Rebooted to single user mode did a

Code:

zfs mount -a

and things looks OK. Rebooted to multiuser mode, got to the point where my jails are mounted then got another panic (the panic was in dva_get_dsize_nc) :

As I mentioned above, I can live with losing this pool but the cause of the corruption worries me greatly. I could easily recreate the pool and put the file systems back from backups but what can I do to prevent recurrance?

gkontos · Jan 1, 2017

Hard one. It looks like a hardware failure. I would start by checking the RAM and then move on the the controller. Can you describe what type of hardware you are using?

wayne47 · Jan 1, 2017

It's an Asus server. I read your response and said "Well, it can't be the RAM since I ran Memtest on it about a month ago". For the sake of completeness though, I ran it again and got errors.

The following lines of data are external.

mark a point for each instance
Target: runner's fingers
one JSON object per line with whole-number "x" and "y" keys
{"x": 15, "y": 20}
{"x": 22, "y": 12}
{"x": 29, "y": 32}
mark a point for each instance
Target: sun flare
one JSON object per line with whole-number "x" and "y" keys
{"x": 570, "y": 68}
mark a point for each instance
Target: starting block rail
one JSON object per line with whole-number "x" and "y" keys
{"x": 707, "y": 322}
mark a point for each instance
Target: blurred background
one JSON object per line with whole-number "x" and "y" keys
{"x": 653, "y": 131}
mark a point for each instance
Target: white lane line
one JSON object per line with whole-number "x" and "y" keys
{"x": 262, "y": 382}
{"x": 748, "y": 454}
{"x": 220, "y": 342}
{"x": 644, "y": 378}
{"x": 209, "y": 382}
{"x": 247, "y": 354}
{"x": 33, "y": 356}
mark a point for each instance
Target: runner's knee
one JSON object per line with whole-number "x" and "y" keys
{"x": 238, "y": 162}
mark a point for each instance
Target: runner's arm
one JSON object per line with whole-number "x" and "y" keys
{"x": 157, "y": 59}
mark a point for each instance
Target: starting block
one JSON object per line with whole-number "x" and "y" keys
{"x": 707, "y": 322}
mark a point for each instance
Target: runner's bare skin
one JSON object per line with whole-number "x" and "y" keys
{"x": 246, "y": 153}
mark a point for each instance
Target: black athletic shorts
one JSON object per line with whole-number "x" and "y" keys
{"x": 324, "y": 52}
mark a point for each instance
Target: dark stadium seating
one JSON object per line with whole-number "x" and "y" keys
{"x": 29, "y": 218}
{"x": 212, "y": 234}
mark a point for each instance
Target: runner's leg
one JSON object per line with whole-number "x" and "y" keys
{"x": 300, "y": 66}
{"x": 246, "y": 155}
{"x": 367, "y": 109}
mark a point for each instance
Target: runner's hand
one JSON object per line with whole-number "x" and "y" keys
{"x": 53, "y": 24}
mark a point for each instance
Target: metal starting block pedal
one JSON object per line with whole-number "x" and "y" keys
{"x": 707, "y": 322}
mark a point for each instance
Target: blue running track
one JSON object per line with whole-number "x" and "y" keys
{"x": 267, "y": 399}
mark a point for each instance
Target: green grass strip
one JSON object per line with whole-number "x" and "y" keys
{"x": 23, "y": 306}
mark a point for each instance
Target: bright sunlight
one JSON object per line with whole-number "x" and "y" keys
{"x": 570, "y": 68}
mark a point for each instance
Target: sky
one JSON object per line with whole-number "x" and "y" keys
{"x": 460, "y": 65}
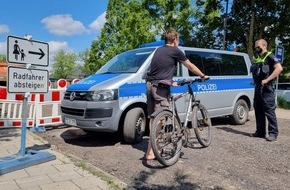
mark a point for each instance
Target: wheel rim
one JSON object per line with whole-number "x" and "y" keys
{"x": 241, "y": 112}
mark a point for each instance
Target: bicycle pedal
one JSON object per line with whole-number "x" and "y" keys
{"x": 181, "y": 154}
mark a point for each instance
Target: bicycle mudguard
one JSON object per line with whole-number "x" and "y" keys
{"x": 158, "y": 111}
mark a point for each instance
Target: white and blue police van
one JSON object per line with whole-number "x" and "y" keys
{"x": 114, "y": 98}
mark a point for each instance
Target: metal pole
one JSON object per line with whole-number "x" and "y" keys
{"x": 24, "y": 123}
{"x": 225, "y": 25}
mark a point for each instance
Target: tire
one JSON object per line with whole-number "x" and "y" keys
{"x": 166, "y": 140}
{"x": 134, "y": 126}
{"x": 241, "y": 113}
{"x": 201, "y": 123}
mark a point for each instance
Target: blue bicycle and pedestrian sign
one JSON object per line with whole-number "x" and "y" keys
{"x": 279, "y": 52}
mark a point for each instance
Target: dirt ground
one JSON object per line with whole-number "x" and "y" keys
{"x": 234, "y": 160}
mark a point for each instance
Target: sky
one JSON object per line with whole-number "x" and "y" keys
{"x": 69, "y": 25}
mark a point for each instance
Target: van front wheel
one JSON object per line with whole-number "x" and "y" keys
{"x": 134, "y": 126}
{"x": 241, "y": 113}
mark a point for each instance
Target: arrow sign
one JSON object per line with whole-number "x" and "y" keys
{"x": 279, "y": 52}
{"x": 21, "y": 50}
{"x": 38, "y": 53}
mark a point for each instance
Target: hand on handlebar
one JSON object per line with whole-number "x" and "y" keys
{"x": 205, "y": 77}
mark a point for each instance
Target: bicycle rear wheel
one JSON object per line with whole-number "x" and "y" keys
{"x": 201, "y": 123}
{"x": 166, "y": 139}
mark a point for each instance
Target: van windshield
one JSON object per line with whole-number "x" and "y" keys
{"x": 127, "y": 62}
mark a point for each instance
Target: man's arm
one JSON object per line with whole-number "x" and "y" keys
{"x": 194, "y": 69}
{"x": 277, "y": 70}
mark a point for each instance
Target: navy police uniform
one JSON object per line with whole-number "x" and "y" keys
{"x": 264, "y": 98}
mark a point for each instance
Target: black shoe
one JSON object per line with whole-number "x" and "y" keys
{"x": 257, "y": 135}
{"x": 271, "y": 138}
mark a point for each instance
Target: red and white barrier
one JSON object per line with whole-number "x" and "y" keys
{"x": 43, "y": 109}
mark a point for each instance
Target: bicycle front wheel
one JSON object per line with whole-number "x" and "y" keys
{"x": 201, "y": 123}
{"x": 166, "y": 139}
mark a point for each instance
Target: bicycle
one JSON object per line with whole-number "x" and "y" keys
{"x": 168, "y": 135}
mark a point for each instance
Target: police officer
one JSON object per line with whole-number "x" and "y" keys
{"x": 265, "y": 70}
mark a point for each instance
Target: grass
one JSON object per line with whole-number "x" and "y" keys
{"x": 113, "y": 184}
{"x": 282, "y": 103}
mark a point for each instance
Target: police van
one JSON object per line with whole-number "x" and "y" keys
{"x": 114, "y": 98}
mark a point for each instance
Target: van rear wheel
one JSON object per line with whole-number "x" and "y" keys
{"x": 241, "y": 113}
{"x": 134, "y": 126}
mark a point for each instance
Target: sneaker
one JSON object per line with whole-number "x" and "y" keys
{"x": 271, "y": 138}
{"x": 257, "y": 135}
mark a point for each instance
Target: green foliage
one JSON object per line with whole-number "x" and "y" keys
{"x": 127, "y": 27}
{"x": 84, "y": 57}
{"x": 208, "y": 31}
{"x": 282, "y": 103}
{"x": 65, "y": 65}
{"x": 177, "y": 14}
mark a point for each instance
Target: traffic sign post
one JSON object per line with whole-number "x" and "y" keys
{"x": 26, "y": 80}
{"x": 24, "y": 51}
{"x": 279, "y": 53}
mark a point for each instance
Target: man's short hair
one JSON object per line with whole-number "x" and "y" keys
{"x": 171, "y": 35}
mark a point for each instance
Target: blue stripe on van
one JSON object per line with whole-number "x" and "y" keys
{"x": 132, "y": 89}
{"x": 87, "y": 83}
{"x": 212, "y": 85}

Thank you! I would not have tried that without another perspective.
Replacement RAM in the box right now, running Memtest again. Will just reformat and reinstall. Gives me a chance to test recovery from backups.

gofer_touch · Jan 1, 2017

Hmm. Would you mind posting the exact board and RAM type? I have a feeling this might be useful to others.

gkontos · Jan 2, 2017

wayne47 said:
It's an Asus server. I read your response and said "Well, it can't be the RAM since I ran Memtest on it about a month ago". For the sake of completeness though, I ran it again and got errors. Thank you! I would not have tried that without another perspective.
Replacement RAM in the box right now, running Memtest again. Will just reformat and reinstall. Gives me a chance to test recovery from backups.

If the RAM is ECC then your data should be fine. It would be worth booting with the new RAM and run a scrub, assuming you can boot!

wayne47 · Jan 3, 2017

Motherboard is a P5MT-R (RAID disabled).
RAM is labeled DDRII 128X4(2) P667 2GAUM1709 which, AFAICAT, is not ECC so will be replaced.